Vehicles outfitted with a battery, electric motor and a plug have gone from curiosities to commonplace in just a few years. Dozens of new electric vehicle models (EVs) are slated to hit markets this year and next.
As prices keep falling, and range and mileage keep rising, sales of plug-in EVs are expected to grow by nearly 40 percent per year over the remainder of the decade, predicts Navigant Research, roughly 20 times faster than overall auto sales.
Yet to make the leap beyond early adopters and appeal to mainstream drivers, tomorrow's EVs face a hurdle. They must be as easy to refuel as today's petrol-powered cars. Hitting that goal won't be easy. It will demand integrating today's atomized network of vehicles, utilities, fueling points, retailers, banks and others into an interconnected web that relies on advanced analytics to keep an emerging ecosystem of EVs humming smoothly.
The refueling challenge
Today, filling up your tank is arguably easier than ordering fast food.
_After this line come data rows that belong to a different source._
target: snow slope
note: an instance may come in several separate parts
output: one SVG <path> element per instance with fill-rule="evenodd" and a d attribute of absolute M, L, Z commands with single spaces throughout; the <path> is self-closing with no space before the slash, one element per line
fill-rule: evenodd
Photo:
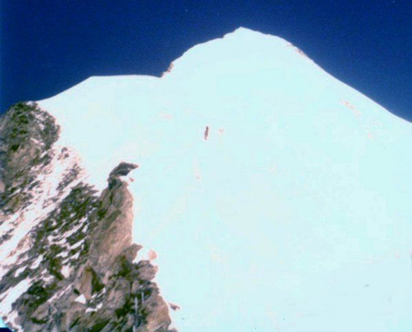
<path fill-rule="evenodd" d="M 161 78 L 39 102 L 102 189 L 136 163 L 136 243 L 182 331 L 411 331 L 411 124 L 240 28 Z"/>

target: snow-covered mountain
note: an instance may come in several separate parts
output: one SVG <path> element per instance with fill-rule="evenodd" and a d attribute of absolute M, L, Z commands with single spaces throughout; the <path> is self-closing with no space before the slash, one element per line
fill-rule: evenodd
<path fill-rule="evenodd" d="M 15 329 L 412 331 L 412 126 L 280 38 L 92 77 L 0 131 Z"/>

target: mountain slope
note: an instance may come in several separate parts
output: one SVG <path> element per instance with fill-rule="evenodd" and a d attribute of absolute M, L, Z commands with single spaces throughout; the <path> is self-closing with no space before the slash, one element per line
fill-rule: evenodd
<path fill-rule="evenodd" d="M 73 324 L 77 314 L 80 327 L 130 329 L 137 280 L 157 304 L 139 323 L 147 331 L 166 331 L 169 314 L 179 331 L 412 328 L 411 125 L 285 41 L 242 28 L 190 49 L 161 78 L 93 77 L 37 106 L 19 107 L 41 114 L 41 123 L 55 123 L 56 133 L 53 143 L 41 144 L 41 155 L 50 155 L 43 166 L 22 159 L 25 150 L 13 157 L 27 165 L 27 184 L 43 177 L 41 190 L 27 187 L 34 201 L 3 208 L 1 249 L 22 239 L 4 256 L 0 286 L 2 303 L 16 300 L 11 314 L 1 306 L 13 326 L 51 324 L 38 321 L 54 310 L 69 313 L 59 318 L 60 326 Z M 5 146 L 12 148 L 10 142 Z M 14 181 L 15 175 L 7 176 Z M 16 199 L 10 190 L 22 185 L 7 181 L 9 208 Z M 59 217 L 76 190 L 87 194 L 73 208 L 84 196 L 87 208 L 73 219 Z M 119 201 L 113 199 L 117 195 Z M 38 235 L 47 223 L 58 237 Z M 25 257 L 18 254 L 29 247 L 36 256 L 42 248 L 52 258 L 76 254 L 69 245 L 52 247 L 65 239 L 73 245 L 66 229 L 84 234 L 83 261 L 65 274 L 70 259 L 42 259 L 37 272 L 11 277 L 16 259 Z M 135 258 L 132 242 L 144 247 Z M 33 266 L 34 256 L 30 259 Z M 126 276 L 122 260 L 131 270 Z M 42 286 L 42 300 L 58 294 L 60 302 L 26 309 L 24 291 L 47 280 L 43 271 L 54 276 Z M 95 303 L 95 284 L 122 298 L 108 304 L 114 296 L 104 301 L 99 295 Z M 116 293 L 117 284 L 125 288 Z M 12 297 L 12 287 L 23 295 Z M 74 288 L 85 304 L 73 304 Z M 168 309 L 165 301 L 176 305 Z M 122 315 L 107 318 L 120 304 L 127 308 Z"/>

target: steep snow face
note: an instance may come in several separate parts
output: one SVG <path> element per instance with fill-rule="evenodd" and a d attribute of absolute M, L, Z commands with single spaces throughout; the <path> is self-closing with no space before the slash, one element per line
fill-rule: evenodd
<path fill-rule="evenodd" d="M 412 127 L 284 40 L 241 28 L 39 105 L 91 184 L 139 166 L 134 241 L 179 331 L 412 329 Z"/>

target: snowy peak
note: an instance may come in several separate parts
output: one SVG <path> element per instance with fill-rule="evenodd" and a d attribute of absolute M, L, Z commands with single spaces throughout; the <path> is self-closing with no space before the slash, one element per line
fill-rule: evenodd
<path fill-rule="evenodd" d="M 58 134 L 37 151 L 27 131 L 16 145 L 19 116 L 0 126 L 13 326 L 410 329 L 411 124 L 283 39 L 240 28 L 161 78 L 93 77 L 16 107 L 31 138 L 40 118 Z M 38 154 L 20 194 L 10 165 Z"/>

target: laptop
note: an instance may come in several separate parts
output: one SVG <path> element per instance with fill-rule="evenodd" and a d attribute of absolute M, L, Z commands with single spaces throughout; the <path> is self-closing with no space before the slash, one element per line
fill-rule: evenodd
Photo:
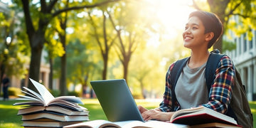
<path fill-rule="evenodd" d="M 109 121 L 144 122 L 124 79 L 95 80 L 90 83 Z"/>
At one of the country's 120,000 gas stations, a driver pulls in, picks regular or premium, fills up, swipes a card and goes -- all in a matter of minutes.
Behind that apparently simple exercise is a century's worth of process evolution. Invisible to the driver are decades of chemistry research to standardize how gasoline is refined. Also unseen is the distribution infrastructure -- pipelines, trucks and tanks -- that cost billions and took decades to build. Today, there are more gas stations in the U.S. than the top 10 fast food chains combined, including Subway, McDonald's and Starbucks.
The intangible aspects of this transaction also have taken years to perfect. In seconds, credit card readers swap data between a web of financial companies via secure, high-speed data networks. Now consider just a few of the challenges EVs face matching this convenience. Because electricity can't yet be stored on site, as can gasoline, utilities must be able to dynamically track and respond to demand from EV recharging points in real time, or risk blackouts. After all, recharging as quickly as possible using today's technology, a single EV briefly can pull the same amount of juice as an average-sized supermarket.
Tomorrow's EV driver might also opt for different "flavors" of power. Instead of regular electricity produced from fossil fuels, some might pay a premium for 100 percent renewable power.